Ich kenne streamer zwar nicht, aber die Option "-f mjpeg" sieht so aus, als würde damit ein Video im MJPEG-Format erstellt. Für eine DVD brauchst du aber eigentlich MPEG-2 (auch wenn es DVD-Spieler gibt, die alle möglichen und unmöglichen Formate abspielen).
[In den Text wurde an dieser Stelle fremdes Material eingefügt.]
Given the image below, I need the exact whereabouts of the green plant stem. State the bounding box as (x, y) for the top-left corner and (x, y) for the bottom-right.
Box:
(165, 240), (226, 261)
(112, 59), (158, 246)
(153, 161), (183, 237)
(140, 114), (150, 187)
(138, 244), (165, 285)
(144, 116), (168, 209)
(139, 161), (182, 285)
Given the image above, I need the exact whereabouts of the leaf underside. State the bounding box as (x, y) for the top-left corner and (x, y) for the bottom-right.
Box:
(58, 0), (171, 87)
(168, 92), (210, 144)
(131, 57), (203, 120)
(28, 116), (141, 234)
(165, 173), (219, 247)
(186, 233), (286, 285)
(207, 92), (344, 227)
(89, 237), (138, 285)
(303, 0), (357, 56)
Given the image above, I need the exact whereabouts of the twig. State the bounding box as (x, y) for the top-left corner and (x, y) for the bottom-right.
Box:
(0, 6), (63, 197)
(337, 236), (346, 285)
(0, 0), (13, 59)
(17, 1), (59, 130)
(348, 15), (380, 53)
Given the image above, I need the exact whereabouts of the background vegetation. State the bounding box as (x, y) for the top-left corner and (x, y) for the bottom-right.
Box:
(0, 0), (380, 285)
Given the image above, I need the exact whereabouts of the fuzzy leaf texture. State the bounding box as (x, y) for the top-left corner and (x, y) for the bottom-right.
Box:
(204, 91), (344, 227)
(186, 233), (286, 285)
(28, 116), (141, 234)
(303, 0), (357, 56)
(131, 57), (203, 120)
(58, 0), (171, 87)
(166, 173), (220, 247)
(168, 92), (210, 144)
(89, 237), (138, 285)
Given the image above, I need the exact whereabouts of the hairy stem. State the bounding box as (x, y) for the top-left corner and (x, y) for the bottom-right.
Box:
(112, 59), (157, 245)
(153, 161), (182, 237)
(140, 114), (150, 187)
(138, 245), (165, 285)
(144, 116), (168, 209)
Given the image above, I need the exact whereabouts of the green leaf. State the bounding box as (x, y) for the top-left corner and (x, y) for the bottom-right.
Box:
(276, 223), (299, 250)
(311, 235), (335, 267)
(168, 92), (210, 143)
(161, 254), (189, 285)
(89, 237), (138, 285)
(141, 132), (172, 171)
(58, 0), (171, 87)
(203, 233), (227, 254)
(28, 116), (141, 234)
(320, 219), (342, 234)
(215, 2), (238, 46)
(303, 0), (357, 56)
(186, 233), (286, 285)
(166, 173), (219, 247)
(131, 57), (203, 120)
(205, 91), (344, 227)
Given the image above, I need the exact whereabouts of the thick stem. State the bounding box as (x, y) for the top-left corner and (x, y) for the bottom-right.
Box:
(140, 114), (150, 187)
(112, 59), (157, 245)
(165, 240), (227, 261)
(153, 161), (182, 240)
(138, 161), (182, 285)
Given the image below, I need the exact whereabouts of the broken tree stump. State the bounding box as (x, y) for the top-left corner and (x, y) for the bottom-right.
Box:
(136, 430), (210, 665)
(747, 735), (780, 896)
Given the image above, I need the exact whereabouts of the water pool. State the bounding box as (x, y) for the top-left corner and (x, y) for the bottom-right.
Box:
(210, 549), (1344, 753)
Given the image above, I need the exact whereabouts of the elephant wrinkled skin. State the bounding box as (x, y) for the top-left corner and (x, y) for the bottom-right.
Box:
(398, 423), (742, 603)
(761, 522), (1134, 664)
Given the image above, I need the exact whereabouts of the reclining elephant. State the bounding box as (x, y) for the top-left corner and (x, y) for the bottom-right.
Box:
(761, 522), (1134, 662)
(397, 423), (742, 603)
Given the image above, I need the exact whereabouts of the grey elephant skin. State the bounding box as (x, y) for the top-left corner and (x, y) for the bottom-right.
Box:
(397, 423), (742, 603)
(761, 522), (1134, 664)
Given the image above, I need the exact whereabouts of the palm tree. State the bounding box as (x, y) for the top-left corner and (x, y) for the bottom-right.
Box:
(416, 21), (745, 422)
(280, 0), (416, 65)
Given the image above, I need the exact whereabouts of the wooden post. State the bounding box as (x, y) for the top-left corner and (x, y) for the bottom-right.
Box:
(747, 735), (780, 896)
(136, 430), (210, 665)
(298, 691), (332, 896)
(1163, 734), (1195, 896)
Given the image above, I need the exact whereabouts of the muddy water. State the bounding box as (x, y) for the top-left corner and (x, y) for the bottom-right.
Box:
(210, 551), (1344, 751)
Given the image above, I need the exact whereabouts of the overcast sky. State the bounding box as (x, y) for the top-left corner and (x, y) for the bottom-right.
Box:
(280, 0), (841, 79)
Auf dieser Seite stehen Beispiele, wie man ein DVD-konformes Video mit MEncoder erstellen kann.

----------

## Dragonix

Aber ich würde trotz der heutigen CPU Power erst in ein (fast) verlustfreies Format aufnehmen, um möglichst viel Qualität bei (am besten) 0 dropped Frames zu bekommen. Wenn kein Hardware Encoder vorhanden ist, würd ich also niemals on-the-fly in MPEG2 umwandeln...

----------

## flammenflitzer

Ich will zuerst "Rohdaten" aufnehmen und dann weiterverarbeiten, da m.E. die Rechenleistung geringer ist als wenn ich gleich noch umwandle.

----------

## UTgamer

Das Thema interessiert mich auch.

Wo ihr gerade dabei seid, es war die Rede von einer TV-Karte. Nun eine TV-Karte habe ich nicht aber meine beiden nVidia-Geforce haben Video in/out, kann ich da auch die gleiche Software verwenden?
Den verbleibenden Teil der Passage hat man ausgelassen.